Une mesure municipale pour concilier agriculture et prévention des crues
La lutte contre les inondations est montée en puissance dans les priorités de la commune de Waremme. Lors du conseil communal réuni ce lundi, les élus ont acté l'actualisation de la convention qui encadre la pose de dispositifs anti‑inondation sur des terrains agricoles : bandes enherbées, bandes fleuries, haies, fascines, talus… L'objectif affiché est clair : réduire le risque d'inondation sans pénaliser financièrement les exploitants.
L'adaptation de la convention introduit une compensation financière destinée aux agriculteurs actifs sur le territoire communal qui acceptent la création d'un aménagement sur une parcelle leur appartenant. Le dispositif prévoit une indemnité plafonnée à 1 300 € par hectare et par an. Concrètement, si l'aménagement occupe un hectare, la Ville versera au maximum 1 300 € ; s'il couvre 100 m², soit 1 % d'un hectare, la compensation sera plafonnée à 1 % du montant, a expliqué l'échevin chargé du dossier.

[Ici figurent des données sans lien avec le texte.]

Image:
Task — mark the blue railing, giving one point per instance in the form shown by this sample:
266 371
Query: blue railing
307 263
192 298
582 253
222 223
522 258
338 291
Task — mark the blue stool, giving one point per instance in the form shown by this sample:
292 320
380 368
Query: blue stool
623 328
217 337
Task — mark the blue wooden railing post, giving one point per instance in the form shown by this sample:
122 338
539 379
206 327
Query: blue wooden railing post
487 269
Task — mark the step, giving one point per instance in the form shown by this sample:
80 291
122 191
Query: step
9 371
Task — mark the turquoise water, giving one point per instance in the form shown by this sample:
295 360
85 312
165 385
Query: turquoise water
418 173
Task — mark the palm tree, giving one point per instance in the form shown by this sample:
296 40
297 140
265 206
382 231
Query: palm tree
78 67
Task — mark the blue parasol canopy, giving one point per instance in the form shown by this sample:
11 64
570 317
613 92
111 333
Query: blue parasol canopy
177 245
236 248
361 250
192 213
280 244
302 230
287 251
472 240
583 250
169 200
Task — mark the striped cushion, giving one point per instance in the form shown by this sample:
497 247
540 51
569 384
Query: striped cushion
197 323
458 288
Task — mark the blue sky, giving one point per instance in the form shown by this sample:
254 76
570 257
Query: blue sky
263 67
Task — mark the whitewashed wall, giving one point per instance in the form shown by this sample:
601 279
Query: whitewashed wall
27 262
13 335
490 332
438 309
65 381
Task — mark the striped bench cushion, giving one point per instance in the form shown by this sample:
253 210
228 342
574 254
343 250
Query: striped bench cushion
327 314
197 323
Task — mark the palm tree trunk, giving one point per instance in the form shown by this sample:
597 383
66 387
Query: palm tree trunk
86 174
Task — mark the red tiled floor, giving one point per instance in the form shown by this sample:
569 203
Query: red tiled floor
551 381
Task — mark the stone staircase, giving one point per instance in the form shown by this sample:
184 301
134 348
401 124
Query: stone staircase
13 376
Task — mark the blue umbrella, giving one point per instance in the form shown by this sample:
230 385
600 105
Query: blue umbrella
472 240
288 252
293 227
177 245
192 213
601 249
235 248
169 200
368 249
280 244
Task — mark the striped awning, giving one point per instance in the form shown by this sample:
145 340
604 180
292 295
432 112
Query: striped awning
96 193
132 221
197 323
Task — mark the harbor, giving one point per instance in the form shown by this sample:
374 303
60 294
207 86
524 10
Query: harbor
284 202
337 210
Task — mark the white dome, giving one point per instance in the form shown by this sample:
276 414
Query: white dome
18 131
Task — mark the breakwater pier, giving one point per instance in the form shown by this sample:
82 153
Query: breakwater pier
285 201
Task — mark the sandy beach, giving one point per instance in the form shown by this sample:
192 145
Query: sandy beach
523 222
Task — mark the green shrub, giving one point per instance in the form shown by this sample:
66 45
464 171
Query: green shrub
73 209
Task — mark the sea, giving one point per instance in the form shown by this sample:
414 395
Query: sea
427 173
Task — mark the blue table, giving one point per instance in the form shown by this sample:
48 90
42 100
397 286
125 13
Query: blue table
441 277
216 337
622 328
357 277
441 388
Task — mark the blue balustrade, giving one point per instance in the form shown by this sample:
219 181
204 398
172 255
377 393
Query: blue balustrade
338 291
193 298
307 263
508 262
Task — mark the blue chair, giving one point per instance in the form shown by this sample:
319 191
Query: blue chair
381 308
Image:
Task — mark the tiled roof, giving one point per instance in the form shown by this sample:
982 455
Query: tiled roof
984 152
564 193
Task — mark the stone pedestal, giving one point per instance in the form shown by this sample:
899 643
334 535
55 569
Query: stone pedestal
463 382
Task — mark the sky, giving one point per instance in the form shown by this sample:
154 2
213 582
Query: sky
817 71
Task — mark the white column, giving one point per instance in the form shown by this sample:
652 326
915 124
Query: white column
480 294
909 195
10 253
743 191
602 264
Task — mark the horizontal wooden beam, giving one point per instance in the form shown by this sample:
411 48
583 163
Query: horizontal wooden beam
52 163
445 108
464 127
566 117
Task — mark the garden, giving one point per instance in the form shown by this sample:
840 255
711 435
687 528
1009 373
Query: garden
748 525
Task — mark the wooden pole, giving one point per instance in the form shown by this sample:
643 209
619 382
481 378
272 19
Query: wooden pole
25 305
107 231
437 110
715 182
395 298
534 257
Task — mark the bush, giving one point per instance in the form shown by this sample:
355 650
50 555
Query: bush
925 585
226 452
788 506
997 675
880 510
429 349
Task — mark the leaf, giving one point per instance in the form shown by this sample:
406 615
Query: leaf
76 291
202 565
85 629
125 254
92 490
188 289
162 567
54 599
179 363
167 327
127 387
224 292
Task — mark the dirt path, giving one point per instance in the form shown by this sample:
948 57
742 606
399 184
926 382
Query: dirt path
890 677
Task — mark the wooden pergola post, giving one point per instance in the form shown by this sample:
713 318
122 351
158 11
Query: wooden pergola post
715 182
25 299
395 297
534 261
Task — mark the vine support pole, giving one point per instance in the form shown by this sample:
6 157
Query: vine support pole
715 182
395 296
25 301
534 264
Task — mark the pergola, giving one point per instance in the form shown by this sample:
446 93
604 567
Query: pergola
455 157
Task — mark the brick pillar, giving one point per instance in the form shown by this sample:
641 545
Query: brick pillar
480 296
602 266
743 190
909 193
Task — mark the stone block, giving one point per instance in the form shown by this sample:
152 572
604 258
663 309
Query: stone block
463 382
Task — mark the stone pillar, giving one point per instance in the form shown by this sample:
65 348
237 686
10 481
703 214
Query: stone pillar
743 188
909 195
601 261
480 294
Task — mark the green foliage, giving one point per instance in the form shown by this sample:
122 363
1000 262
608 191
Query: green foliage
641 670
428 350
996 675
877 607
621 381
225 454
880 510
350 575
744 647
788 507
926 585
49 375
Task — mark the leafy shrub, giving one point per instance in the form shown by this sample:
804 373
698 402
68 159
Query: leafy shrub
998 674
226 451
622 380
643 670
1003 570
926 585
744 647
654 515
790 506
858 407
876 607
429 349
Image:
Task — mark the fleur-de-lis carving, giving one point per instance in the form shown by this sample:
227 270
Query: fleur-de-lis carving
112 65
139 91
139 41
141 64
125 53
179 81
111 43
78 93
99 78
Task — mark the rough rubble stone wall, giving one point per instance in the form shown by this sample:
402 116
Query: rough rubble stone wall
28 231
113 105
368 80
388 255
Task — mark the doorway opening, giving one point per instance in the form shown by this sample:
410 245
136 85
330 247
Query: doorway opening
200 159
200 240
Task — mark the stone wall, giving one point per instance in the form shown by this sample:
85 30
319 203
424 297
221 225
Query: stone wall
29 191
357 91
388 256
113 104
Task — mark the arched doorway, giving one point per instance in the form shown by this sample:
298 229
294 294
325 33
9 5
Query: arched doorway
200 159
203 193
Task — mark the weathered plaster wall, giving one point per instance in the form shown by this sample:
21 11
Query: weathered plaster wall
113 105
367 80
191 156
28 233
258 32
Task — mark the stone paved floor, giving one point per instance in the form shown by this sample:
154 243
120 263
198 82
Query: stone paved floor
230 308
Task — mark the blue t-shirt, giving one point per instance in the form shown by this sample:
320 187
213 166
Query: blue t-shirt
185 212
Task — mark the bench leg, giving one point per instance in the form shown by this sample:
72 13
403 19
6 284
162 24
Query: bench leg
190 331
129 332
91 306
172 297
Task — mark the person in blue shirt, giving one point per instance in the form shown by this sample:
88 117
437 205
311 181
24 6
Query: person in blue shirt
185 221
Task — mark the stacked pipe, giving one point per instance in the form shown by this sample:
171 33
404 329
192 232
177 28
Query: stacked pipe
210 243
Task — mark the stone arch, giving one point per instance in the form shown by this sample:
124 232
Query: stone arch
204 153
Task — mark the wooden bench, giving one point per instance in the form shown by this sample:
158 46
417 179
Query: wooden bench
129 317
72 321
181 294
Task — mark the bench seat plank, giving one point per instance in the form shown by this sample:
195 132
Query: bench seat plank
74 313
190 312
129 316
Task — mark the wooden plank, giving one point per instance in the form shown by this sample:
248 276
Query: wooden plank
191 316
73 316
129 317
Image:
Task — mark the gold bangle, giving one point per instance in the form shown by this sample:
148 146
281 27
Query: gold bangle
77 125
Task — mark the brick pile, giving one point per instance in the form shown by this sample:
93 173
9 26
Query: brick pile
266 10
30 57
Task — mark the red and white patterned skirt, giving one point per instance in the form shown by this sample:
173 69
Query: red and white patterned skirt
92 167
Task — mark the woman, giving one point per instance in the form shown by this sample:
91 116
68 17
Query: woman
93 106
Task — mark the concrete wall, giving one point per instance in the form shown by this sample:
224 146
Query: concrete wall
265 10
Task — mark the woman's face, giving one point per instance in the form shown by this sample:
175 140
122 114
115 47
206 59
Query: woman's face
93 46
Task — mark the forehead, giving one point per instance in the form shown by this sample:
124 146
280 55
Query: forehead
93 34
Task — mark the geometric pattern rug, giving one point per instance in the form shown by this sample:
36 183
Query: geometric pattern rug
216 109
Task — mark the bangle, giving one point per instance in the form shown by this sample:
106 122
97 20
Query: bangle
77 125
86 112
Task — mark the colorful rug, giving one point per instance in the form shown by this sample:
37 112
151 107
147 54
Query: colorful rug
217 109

| Surface du dispositif | Indemnité maximale |
|---|---|
| 1 hectare | 1 300 € / an |
| 100 m² (1 % d'hectare) | 13 € / an |
Des conditions strictes pour éviter les doublons et les erreurs d'implantation
Le bénéfice de cette prime n'est pas automatique. Plusieurs conditions sont requises :
- être l'exploitant de la parcelle située sur le territoire de Waremme ou disposer d'un droit d'exploitation sur celle‑ci ;
- avoir conclu la convention avec la Ville avant toute réalisation ;
- que l'aménagement soit conforme au modèle convenu et implanté sur une parcelle où l'étude hydraulique a démontré la pertinence de l'installation ;
- ne pas déjà percevoir une prime incompatible (par exemple une aide de la Région wallonne) pour le même aménagement.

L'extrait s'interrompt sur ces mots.